APA / Tiroler Tageszeitung Onlineausgabe


Nationalrat wählt neue Volksanwälte



Der Nationalrat wählt am Donnerstag die neuen Volksanwälte. Nominiert sind seitens der ÖVP der Abgeordnete Werner Amon, von der SPÖ der Leitende Sekretär des ÖGB Bernhard Achitz und von den Freiheitlichen deren bisheriger Klubobmann Walter Rosenkranz. Zudem wurden am Donnerstag bereits mindestens 30 Anträge eingebracht. ÖVP und FPÖ gehen dabei größtenteils gemeinsam vor.

Die bisherigen Volksanwälte wurden entweder nicht mehr aufgestellt oder konnten nach zwei Amtsperioden nicht mehr antreten. Bevor es dazu kommt, gibt es jedoch eine Premiere. Anlässlich des 70-jährigen Bestehens des Europarats wird mit Liliane Maury Pasquier erstmals die Präsidentin der Parlamentarischen Versammlung vor den Abgeordneten eine Erklärung abgeben.

ÖVP und FPÖ bringen am Donnerstag ein Projekt aus gemeinsamen Regierungszeiten auf den Weg, nämlich die Pensionserhöhung für Bezieher kleiner Renten. Einem entsprechendem Antrag wird am Ende der Nationalratssitzung eine Frist gesetzt, womit er im Juli beschlossen werden kann. Für Menschen mit 40 Beitragsjahren wird die Mindestpension von 995 auf 1.200 Euro netto angehoben, Ehepaare erhalten 1.500 Euro. Dabei werden bis zu fünf Jahre Kindererziehung und bis zu einem Jahr Präsenz- bzw. Zivildienst angerechnet.

Bereits zu Beginn des Plenums lagen 30 Anträge vor, die ebenfalls womöglich noch im Juli beschlossen werden könnten. ÖVP und FPÖ gehen auch in anderen Belangen größtenteils gemeinsam vor. So werden einige Regierungsvorlagen parlamentarisch auf den Weg geschickt, die bereits vom Kabinett Kurz/Strache ausgearbeitet worden waren. Dazu zählen Novellen zum Haftungsrecht (Causa Almen) sowie zum Aktienrecht. Auch das Wohn-Gemeinnützigkeitsgesetz ist am Weg. Noch prominenter sind wohl die weitere Anschubfinanzierung für den Ganztagesschulausbau sowie die Anhebung der Mindestpensionen.

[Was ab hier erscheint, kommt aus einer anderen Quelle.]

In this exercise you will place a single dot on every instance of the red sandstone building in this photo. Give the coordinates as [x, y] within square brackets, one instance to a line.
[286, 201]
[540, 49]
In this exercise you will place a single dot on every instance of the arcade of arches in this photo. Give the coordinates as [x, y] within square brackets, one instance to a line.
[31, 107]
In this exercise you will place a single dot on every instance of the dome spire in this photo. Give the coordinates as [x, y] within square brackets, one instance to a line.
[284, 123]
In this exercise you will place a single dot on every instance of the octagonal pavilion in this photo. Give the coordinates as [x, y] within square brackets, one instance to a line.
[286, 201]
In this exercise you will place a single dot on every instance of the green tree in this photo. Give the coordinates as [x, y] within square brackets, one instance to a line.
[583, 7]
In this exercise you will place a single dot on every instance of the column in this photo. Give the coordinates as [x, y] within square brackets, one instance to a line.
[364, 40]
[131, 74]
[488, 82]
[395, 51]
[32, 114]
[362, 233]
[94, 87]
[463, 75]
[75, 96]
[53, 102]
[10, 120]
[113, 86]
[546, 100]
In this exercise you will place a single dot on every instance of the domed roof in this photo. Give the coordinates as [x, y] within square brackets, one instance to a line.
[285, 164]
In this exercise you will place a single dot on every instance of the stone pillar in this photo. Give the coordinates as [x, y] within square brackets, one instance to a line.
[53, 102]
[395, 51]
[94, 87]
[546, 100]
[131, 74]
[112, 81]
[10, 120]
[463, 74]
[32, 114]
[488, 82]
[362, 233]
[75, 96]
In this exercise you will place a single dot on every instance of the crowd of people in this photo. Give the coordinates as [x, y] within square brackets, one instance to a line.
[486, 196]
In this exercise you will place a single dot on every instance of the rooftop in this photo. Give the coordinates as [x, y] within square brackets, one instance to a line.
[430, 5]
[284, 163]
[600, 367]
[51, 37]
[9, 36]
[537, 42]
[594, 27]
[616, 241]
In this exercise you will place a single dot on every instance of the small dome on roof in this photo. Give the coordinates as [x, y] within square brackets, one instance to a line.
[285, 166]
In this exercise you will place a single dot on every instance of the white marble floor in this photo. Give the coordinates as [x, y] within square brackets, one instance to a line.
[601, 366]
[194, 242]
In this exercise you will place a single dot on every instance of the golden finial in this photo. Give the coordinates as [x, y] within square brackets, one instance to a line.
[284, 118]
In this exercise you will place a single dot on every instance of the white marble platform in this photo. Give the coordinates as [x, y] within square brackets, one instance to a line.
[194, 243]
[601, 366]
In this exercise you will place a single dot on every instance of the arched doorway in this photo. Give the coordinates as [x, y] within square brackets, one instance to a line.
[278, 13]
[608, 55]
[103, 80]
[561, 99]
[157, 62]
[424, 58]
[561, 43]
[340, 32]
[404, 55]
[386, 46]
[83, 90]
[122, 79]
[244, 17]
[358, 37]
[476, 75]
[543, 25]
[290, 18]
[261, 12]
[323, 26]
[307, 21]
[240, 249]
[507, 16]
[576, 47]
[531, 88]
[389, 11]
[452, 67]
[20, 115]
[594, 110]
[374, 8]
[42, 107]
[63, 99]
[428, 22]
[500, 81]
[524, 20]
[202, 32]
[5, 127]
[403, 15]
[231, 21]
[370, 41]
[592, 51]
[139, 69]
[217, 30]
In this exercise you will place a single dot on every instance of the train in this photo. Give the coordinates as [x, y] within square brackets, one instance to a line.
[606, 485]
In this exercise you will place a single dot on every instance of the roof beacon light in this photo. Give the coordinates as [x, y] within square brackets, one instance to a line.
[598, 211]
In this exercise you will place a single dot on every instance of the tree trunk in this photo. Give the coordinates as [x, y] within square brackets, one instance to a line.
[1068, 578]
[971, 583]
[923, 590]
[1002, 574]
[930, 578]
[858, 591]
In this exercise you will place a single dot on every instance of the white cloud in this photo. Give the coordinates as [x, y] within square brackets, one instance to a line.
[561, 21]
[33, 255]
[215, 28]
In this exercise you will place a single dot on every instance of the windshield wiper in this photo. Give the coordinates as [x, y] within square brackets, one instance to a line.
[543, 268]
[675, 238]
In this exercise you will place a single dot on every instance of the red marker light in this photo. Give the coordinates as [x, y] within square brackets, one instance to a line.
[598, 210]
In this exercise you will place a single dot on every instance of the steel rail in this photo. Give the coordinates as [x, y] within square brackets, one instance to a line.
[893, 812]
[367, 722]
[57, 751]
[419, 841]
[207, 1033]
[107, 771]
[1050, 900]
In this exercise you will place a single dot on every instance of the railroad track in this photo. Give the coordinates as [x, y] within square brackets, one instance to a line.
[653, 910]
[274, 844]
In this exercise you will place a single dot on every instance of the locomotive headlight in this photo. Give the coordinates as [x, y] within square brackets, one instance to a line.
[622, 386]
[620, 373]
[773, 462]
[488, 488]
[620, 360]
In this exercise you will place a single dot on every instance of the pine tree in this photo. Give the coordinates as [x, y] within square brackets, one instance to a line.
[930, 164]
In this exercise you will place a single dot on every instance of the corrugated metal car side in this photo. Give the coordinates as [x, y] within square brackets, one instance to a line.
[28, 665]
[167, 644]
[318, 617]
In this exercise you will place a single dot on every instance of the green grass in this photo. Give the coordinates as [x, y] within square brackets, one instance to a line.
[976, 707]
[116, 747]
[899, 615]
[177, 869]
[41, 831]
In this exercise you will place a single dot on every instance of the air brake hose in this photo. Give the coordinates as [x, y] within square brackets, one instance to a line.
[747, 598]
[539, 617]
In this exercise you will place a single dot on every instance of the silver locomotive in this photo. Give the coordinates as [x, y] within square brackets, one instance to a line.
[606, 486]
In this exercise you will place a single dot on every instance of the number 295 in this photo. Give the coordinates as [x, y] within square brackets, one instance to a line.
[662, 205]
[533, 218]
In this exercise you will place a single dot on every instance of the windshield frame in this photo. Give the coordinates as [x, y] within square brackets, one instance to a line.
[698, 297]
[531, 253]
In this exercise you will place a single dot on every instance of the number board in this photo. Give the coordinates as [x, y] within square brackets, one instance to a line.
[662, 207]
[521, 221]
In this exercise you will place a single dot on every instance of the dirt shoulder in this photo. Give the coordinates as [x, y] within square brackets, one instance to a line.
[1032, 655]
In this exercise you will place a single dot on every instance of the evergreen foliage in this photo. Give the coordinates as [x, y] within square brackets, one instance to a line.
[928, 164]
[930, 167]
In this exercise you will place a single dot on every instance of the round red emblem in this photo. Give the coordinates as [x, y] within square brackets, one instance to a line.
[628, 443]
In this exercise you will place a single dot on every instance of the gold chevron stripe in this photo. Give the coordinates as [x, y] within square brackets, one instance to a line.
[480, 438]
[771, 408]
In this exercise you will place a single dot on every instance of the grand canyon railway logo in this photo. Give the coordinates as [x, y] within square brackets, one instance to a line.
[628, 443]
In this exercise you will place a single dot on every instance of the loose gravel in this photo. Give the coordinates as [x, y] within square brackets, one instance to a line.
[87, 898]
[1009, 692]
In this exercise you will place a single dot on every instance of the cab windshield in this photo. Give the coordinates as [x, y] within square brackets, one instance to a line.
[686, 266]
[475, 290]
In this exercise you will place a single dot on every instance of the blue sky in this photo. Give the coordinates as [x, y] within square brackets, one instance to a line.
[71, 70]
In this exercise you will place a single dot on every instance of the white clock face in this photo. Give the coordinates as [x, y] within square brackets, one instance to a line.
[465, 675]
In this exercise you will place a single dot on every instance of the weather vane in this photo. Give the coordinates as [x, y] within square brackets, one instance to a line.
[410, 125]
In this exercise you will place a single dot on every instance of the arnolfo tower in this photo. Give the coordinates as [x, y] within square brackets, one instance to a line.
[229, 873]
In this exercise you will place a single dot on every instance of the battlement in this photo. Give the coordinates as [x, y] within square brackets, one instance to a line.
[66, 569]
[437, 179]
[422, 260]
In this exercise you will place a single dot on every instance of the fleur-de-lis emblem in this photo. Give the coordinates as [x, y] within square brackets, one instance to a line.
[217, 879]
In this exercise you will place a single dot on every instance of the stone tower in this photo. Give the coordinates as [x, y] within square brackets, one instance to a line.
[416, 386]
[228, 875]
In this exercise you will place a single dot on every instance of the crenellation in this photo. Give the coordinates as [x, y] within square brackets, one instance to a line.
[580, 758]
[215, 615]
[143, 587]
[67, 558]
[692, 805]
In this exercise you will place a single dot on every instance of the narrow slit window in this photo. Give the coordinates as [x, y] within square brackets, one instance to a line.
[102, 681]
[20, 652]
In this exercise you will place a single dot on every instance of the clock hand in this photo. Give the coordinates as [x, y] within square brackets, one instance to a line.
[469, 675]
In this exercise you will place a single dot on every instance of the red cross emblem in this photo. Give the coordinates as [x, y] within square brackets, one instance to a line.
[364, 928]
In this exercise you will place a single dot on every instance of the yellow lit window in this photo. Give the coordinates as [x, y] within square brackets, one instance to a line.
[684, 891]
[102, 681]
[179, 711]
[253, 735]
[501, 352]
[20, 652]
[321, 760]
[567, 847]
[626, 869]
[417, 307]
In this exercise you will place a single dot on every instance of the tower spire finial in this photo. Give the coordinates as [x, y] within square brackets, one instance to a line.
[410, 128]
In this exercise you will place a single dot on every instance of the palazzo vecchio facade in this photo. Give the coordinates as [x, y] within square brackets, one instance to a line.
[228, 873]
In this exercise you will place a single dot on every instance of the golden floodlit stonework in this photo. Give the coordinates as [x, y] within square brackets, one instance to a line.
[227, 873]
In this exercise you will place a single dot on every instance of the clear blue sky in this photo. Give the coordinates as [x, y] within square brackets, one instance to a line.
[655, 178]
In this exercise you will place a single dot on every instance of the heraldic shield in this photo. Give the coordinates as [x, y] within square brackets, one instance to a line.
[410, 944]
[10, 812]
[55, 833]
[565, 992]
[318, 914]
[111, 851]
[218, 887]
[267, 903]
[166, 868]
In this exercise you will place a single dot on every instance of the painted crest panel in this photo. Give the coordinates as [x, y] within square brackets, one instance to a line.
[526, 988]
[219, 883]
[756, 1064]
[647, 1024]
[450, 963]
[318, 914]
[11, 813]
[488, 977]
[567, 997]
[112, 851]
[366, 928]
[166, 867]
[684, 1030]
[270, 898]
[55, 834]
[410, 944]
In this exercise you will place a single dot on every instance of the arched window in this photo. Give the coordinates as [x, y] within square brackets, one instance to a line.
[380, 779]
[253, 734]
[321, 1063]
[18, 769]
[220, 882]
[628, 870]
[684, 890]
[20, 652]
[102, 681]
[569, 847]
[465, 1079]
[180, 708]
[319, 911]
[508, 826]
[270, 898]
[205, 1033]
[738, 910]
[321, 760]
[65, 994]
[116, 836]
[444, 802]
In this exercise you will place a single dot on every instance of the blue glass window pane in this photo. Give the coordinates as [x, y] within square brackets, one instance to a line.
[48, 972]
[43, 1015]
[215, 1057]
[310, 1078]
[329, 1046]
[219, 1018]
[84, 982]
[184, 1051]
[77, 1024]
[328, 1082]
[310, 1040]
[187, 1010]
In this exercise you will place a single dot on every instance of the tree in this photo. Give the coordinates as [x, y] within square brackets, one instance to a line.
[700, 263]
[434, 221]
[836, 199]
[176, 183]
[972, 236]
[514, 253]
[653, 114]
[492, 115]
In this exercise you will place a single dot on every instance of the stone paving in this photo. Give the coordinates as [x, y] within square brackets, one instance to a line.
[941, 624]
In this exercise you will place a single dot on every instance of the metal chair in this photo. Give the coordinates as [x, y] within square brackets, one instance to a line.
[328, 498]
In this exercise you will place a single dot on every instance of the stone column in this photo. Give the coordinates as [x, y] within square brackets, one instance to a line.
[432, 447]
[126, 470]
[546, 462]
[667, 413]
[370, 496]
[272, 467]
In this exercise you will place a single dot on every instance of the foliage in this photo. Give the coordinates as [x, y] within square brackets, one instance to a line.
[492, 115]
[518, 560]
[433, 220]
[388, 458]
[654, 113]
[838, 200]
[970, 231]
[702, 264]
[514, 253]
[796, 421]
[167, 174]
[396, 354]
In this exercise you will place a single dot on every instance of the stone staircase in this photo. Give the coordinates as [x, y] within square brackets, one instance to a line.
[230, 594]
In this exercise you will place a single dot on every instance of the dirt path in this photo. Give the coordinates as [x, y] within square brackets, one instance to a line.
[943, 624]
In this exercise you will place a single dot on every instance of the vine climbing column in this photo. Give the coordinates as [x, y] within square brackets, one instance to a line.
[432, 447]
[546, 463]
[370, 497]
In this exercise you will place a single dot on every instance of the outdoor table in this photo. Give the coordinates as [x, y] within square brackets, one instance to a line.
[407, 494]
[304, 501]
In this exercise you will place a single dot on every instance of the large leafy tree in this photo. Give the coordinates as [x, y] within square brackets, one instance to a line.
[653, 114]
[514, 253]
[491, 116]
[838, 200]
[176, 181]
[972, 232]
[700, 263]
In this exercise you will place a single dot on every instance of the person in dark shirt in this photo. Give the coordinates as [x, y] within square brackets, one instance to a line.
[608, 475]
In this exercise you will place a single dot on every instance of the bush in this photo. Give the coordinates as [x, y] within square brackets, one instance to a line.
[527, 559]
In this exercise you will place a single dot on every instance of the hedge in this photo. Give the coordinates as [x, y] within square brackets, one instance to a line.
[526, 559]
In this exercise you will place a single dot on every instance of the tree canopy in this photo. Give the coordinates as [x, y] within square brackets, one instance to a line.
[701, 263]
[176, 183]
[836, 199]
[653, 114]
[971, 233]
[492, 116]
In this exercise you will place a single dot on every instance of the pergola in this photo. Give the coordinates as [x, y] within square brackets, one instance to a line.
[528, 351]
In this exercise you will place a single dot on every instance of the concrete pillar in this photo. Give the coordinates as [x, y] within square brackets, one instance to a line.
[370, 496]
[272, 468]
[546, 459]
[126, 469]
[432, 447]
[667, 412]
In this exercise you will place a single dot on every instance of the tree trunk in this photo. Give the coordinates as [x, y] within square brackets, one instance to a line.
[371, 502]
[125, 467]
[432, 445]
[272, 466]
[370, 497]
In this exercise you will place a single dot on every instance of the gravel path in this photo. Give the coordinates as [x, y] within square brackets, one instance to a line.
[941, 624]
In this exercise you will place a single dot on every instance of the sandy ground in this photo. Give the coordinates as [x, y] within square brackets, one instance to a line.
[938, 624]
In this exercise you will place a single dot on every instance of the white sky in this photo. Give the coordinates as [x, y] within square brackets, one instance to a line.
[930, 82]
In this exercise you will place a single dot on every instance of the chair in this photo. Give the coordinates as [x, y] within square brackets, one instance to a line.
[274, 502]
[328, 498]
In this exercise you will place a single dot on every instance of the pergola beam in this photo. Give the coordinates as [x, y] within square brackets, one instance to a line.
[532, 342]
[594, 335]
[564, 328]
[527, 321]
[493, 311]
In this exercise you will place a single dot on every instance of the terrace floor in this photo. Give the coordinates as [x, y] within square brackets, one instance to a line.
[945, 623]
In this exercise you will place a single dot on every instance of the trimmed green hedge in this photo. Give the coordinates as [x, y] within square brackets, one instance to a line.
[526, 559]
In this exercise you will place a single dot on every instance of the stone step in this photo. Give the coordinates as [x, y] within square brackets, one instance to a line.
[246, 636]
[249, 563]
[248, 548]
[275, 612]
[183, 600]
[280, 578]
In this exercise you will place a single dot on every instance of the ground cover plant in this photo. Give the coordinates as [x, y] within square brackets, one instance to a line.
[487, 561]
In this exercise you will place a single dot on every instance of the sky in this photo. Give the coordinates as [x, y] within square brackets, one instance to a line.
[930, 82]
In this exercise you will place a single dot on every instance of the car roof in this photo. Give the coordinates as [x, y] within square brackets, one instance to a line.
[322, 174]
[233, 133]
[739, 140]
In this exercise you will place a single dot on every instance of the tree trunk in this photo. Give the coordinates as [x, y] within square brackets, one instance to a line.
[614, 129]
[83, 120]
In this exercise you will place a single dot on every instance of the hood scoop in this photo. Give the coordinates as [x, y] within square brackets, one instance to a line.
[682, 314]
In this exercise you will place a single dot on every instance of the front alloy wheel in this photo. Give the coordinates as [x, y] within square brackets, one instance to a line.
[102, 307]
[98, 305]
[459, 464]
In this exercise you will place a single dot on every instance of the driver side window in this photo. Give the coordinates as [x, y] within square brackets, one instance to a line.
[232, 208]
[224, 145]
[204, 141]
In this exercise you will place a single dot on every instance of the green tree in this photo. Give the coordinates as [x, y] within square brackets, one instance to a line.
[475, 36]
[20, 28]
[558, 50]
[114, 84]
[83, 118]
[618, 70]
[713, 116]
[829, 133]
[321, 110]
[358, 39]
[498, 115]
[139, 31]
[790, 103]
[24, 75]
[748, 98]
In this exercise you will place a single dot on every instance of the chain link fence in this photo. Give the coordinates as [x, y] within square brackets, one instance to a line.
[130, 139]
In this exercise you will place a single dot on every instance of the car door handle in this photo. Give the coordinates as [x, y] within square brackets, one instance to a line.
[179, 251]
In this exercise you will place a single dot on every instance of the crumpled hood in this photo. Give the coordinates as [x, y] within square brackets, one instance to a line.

Auch seitens der SPÖ werden wieder diverse Versuche unternommen, eigene Anträge ein Stück näher Richtung Beschluss zu bekommen. Dazu zählen etwa ein eigener Antrag, ein Privatisierungsverbot für Wasser in die Verfassung zu bekommen sowie eine Initiative zur Eindämmung von Plastiksackerln.

Die NEOS wollen, dass gleichgeschlechtliche Ehen auch dann geschlossen werden können, wenn es diese Institution im Herkunftsland eines Partners nicht gibt. Derzeit können solche multinationalen Verbindungen in Österreich nur Eingetragene Partnerschaften eingehen. Besonders aktiv ist die Liste JETZT, die unter anderem einer gemeinsamen Initiative mit SPÖ und NEOS eine Frist geben will, die ein Verbot des „Bundestrojaners“ zum Ziel hat. Solo ist ein Antrag, der eine Valorisierung des Pflegegeldes verlangt.

Abgeschlossen wird die Juni-Plenarwoche mit der Aufhebung der Immunität des freiheitlichen Abgeordneten Markus Tschank. Bei den Ermittlungen der Wirtschafts- und Korruptionsstaatsanwaltschaft geht es um den seit dem „Ibiza-Video“ im Raum stehenden Verdacht der verdeckten Parteienfinanzierung.